Posted on 06. May, 2011 by Julia Mitchell.

Throughout our lifetime, we will face many challenges. How we meet these challenges determines our character. I am reminded of a story about a young man who played, or should I say practiced, American football at a prestigious university. This player was not very skilled and was never allowed to play; yet, he was loyal, never missing a practice.

His name was Jerry and his coach, who was deeply impressed with Jerry’s loyalty and dedication to his team, also marvelled at his extreme devotion to his father. Several times the coach had seen Jerry and his father laughing and talking as they walked arm in arm around the campus. The coach had never met the father or talked to the boy about him.

One day, on a night before an important game, the boy knocked on the coach’s door and asked, ‘Coach, my father just passed away. Would it be okay if I missed practice for the next few days to go home for the funeral and visit my mother?’

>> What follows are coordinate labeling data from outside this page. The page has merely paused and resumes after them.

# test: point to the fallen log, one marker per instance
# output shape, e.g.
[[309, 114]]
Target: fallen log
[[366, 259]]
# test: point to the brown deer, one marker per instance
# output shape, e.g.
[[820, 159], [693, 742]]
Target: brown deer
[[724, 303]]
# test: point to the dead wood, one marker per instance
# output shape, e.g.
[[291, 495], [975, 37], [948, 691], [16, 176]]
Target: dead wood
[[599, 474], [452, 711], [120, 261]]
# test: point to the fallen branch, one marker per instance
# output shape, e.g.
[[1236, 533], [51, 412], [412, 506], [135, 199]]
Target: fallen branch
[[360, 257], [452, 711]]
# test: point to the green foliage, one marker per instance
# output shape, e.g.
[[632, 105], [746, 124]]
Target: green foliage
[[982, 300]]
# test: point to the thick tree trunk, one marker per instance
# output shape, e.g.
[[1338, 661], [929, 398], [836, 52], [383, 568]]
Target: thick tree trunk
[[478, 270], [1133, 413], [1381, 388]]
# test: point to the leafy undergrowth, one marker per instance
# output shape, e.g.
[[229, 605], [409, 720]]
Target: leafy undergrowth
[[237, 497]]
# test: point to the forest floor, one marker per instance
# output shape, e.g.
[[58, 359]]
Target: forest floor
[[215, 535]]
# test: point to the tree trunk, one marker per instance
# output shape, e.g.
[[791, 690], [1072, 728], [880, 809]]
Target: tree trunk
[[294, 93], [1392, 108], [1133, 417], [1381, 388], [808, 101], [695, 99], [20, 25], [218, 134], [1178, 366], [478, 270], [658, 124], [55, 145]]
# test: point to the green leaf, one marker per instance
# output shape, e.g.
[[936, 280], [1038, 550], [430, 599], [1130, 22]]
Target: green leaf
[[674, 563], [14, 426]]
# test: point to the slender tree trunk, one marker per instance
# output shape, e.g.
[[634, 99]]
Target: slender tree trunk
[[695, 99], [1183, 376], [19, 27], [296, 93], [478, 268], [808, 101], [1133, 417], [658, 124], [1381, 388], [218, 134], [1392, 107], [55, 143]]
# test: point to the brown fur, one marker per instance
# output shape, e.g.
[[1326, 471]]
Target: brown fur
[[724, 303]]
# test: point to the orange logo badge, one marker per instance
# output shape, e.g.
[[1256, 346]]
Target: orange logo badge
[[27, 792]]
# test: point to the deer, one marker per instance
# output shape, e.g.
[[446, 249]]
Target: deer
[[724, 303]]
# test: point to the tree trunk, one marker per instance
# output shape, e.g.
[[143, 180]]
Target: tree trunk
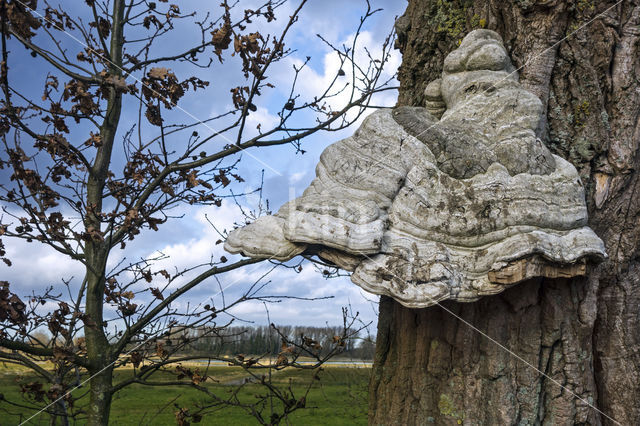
[[476, 363]]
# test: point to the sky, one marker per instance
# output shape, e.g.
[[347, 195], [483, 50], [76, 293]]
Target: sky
[[190, 239]]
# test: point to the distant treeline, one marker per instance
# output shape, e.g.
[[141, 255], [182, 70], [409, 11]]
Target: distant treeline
[[262, 340]]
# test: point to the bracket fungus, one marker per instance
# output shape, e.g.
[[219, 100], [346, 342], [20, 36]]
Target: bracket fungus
[[455, 200]]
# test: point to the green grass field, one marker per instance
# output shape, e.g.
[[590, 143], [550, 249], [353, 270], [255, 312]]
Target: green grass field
[[338, 398]]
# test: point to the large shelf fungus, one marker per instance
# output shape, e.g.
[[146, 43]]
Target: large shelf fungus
[[456, 200]]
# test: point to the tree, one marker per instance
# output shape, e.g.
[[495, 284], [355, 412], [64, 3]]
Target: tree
[[545, 351], [82, 178]]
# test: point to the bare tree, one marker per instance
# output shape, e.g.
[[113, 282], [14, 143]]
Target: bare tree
[[78, 179]]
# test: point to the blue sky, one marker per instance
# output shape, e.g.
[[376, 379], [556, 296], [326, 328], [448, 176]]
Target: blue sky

‘Yes,’ the coach said and watched the boy walk away, full of sadness.

A few days later, the boy once again knocked on the coach’s door and asked, ‘Coach, I’d like a favour, could I start the game tomorrow in honour of my father.’

The coach, impressed with the young man’s dedication agreed, then worried the entire night, as this was an important game for the team. The boy had never played before and his skill level was not quite as good as other team members. However, the coach had promised and the young man went into the game on the very first play.

‘Oh, no!’ the coach groaned as the opening kickoff floated to this young boy. The coach expected the worst, but surprisingly, the young boy grabbed the ball and ran several yards until he was finally tackled. Impressed, the coach kept him in for the next play. When the quarterback handed him the ball, he was able to gain 20 yards. During the next play, the quarterback again handed him the ball and he went for another 20 yards.

Finally, a few plays later, the young man went over the goal line and scored a touchdown. Everyone, including the coach, was stunned. Amazingly, the young boy continued at this pace for the entire game, running for many yards and intercepting a pass on defence to help his team with the game. After the game was over and his team had won, the coach asked Jerry, ‘Son, what happened out there? You can’t play as well as you did, you’re not that fast and you’re not that strong.’

The boy looked at the coach and said softly, ‘You see, coach, my father was blind and this is the first game he ever saw me play.’